Deze regeling zal (met toelichting) in de Staatscourant worden geplaatst.

De Minister van Volksgezondheid, Welzijn en Sport, H.M. de Jonge

TOELICHTING

Algemeen

Volgens de Regeling van de Staatssecretaris van Volksgezondheid, Welzijn en Sport en de Staatssecretaris van Veiligheid en Justitie van 22 februari 2017, houdende het opnemen van een derdenbeding in een zorgovereenkomst (Strct. 2017, 11464) moeten alle zorgovereenkomsten die zijn aangegaan in het kader van het persoonsgebonden budget (pgb) op grond van de Wet langdurige zorg (Wlz) per 1 januari 2019 zijn opgesteld volgens een door de Sociale verzekeringsbank (SVB) vastgestelde toepasselijke modelovereenkomst, inclusief een derdenbeding.

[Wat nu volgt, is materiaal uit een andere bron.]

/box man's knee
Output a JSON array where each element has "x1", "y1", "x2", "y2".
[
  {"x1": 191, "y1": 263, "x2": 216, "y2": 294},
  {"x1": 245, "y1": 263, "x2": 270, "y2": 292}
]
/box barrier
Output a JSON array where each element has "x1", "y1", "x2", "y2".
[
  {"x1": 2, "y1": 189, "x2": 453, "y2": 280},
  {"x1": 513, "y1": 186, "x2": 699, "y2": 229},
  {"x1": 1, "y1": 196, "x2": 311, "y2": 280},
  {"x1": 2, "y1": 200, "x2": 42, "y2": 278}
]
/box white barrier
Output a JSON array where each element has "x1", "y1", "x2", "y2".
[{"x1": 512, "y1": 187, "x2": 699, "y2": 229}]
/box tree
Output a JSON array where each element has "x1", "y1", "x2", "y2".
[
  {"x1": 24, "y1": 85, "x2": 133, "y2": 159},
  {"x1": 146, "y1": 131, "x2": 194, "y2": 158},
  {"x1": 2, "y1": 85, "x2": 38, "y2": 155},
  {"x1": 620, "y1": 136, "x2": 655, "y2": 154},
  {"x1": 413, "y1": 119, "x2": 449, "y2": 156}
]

Dit derdenbeding zorgt ervoor dat het zorgkantoor het terug te vorderen pgb direct bij de zorgaanbieder kan verhalen indien de vordering is ontstaan door toedoen van die zorgaanbieder.

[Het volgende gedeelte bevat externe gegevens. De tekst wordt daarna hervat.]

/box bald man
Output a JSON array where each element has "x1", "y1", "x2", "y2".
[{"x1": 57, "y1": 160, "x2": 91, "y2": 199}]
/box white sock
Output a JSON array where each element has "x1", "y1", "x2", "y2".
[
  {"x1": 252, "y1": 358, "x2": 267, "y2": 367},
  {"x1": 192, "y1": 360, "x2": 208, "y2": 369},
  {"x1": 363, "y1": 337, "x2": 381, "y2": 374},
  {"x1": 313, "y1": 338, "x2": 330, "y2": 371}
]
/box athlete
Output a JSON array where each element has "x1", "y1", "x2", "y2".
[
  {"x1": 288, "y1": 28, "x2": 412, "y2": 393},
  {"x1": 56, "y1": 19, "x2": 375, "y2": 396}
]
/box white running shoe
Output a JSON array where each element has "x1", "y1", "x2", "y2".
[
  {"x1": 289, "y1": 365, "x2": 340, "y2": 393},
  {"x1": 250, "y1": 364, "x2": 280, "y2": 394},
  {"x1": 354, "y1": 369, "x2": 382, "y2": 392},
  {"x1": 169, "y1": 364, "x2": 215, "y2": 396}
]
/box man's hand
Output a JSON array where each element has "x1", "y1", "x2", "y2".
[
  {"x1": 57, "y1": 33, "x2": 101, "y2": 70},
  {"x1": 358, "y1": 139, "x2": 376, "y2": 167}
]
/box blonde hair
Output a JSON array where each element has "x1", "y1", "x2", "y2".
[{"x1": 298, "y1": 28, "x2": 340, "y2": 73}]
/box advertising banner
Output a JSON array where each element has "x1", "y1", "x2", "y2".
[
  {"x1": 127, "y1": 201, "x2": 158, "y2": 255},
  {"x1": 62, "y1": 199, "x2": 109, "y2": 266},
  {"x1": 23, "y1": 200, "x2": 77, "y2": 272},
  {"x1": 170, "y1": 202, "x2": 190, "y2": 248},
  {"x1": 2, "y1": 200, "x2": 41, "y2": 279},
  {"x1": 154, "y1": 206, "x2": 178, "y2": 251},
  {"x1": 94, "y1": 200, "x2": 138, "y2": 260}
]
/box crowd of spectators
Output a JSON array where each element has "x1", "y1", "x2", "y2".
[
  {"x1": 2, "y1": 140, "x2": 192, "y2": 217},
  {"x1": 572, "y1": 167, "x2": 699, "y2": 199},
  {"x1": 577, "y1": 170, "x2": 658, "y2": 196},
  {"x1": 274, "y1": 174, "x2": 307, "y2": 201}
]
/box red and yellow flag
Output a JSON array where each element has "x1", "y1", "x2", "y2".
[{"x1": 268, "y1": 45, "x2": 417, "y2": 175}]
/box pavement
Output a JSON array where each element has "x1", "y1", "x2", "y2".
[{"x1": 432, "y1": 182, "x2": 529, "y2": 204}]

Zorgverzekeraars Nederland en de SVB hebben recent aangegeven, mede door de hoge mate van non-respons, dat het niet meer lukt om de zorgovereenkomsten die aan bovenstaande nog niet voldoen actief op te vragen en te verwerken voor 1 januari 2019. Het niet halen van de termijn van 1 januari 2019 betekent een verhoging van het aantal onrechtmatige zorgovereenkomsten. De SVB kan dan niet overgaan tot uitbetaling van zorgverleners, omdat deze zouden moeten worden afgekeurd vanwege strijd met de Regeling langdurige zorg. Deze situatie is onwenselijk. Daarom wordt met deze regeling het overgangsrecht voor de verplichting van het gebruik van een modelovereenkomst van de SVB en de verplichting dat de zorgovereenkomst het derdenbeding moet bevatten, verlengd naar 1 juli 2019. Per 1 juli 2019 moeten alle pgb-Wlz zorgovereenkomsten hieraan voldoen.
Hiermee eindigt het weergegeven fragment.